Apache Flink, Kubernetes, and How It Works

DevOps & Cloud Engineer — building scalable, automated, and intelligent systems. Developer of sorts | Automator | Innovator
Imagine you have a factory that processes things. Flink is like that factory, and Kubernetes is like the factory floor manager that decides where machines go and how they run.
1. What is Flink?
Apache Flink is a distributed data processing engine.
“Distributed” means it can run across multiple computers (nodes) at the same time.
“Data processing” means it takes data streams or batches and transforms them into results.
It can process data as it arrives (streaming) or process a fixed dataset (batch).
Flink is stateful and fault-tolerant: it remembers important information and can recover if a worker dies.
Example:
Like counting how many people enter a mall every minute:
Flink will keep a running total.
If a computer crashes, it will recover the total from where it left off.
2. Flink Cluster Components

A Flink cluster has two main roles:
JobManager (JM): The Brain
The JobManager is like the manager of the factory.
Responsibilities:
Accept jobs (the “instructions” for the factory)
Split the job into smaller tasks
Decide which worker (TaskManager) will execute each task
Keep track of the state and checkpoints
Handle failure recovery
Usually, 1 JobManager pod in Kubernetes
Needs persistent storage (PVC) because it stores checkpoints and savepoints
TaskManager (TM): The Worker
The TaskManager is like a worker machine on the factory floor.
Responsibilities:
Execute tasks assigned by the JobManager
Keep temporary state in memory or local disk (ephemeral)
Report back progress to JobManager
TaskManagers are stateless and ephemeral:
If a TaskManager dies, Kubernetes will restart it somewhere else
JobManager uses checkpoints to restore the state
Each TaskManager pod can have one or more slots (think “hands” to do work)

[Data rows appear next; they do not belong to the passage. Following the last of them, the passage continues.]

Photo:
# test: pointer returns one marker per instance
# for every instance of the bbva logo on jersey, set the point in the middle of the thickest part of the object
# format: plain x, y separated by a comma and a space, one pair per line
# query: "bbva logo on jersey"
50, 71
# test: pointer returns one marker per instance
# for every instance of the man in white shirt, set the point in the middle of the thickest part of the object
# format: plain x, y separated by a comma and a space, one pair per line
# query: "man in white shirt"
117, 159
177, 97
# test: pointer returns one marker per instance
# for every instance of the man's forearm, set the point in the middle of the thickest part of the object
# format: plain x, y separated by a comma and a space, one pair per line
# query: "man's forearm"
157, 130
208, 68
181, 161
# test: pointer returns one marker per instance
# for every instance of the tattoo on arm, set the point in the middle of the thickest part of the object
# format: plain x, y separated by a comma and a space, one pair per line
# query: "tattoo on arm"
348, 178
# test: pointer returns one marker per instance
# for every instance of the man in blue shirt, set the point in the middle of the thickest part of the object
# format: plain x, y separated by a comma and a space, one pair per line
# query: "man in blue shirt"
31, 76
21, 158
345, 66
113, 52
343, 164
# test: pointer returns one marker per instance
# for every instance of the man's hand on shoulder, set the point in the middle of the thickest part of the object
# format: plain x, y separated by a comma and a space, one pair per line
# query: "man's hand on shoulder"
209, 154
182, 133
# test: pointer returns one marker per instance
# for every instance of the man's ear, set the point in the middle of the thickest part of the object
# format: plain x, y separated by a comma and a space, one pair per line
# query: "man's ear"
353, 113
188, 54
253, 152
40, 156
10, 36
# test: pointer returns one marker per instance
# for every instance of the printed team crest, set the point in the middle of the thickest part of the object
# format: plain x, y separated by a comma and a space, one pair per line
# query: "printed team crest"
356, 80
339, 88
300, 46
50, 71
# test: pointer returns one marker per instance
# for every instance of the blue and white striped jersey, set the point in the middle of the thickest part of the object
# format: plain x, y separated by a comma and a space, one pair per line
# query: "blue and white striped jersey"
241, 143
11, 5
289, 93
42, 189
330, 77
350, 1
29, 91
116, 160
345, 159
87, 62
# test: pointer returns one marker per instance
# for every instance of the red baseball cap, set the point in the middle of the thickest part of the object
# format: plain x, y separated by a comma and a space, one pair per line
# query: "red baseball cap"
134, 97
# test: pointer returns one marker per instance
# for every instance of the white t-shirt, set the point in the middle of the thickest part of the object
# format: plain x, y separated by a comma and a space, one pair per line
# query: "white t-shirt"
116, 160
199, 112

3. Slots: Hands of the TaskManager
Each TaskManager has slots, which are units of parallel work.
Each slot can run one subtask of a Flink job.
Analogy:
Imagine a worker has 2 hands → they can work on 2 small tasks at the same time
If you have 4 workers, each with 2 hands → 8 tasks can be worked on simultaneously
Slots allow Flink to divide work and control resources (memory, CPU) per task
4. Parallelism: How Many Hands Work
Parallelism is how many subtasks a job is divided into.
Each subtask needs one slot.
Maximum parallelism = total slots in cluster
Example:
| Component | Pods | Slots per Pod | Total Slots |
| JobManager | 1 | 0 | 0 |
| TaskManager | 4 | 2 | 8 |
parallelism.default = 2→ job will run 2 subtasks if no-pis specifiedJob parallelism = 6 → 6 subtasks run, distributed across the 4 TaskManagers
Job parallelism = 10 → only 8 subtasks can run at once (total slots), 2 wait
5. How TaskManagers store data
TaskManagers are ephemeral; they use local memory or local disk for temporary state.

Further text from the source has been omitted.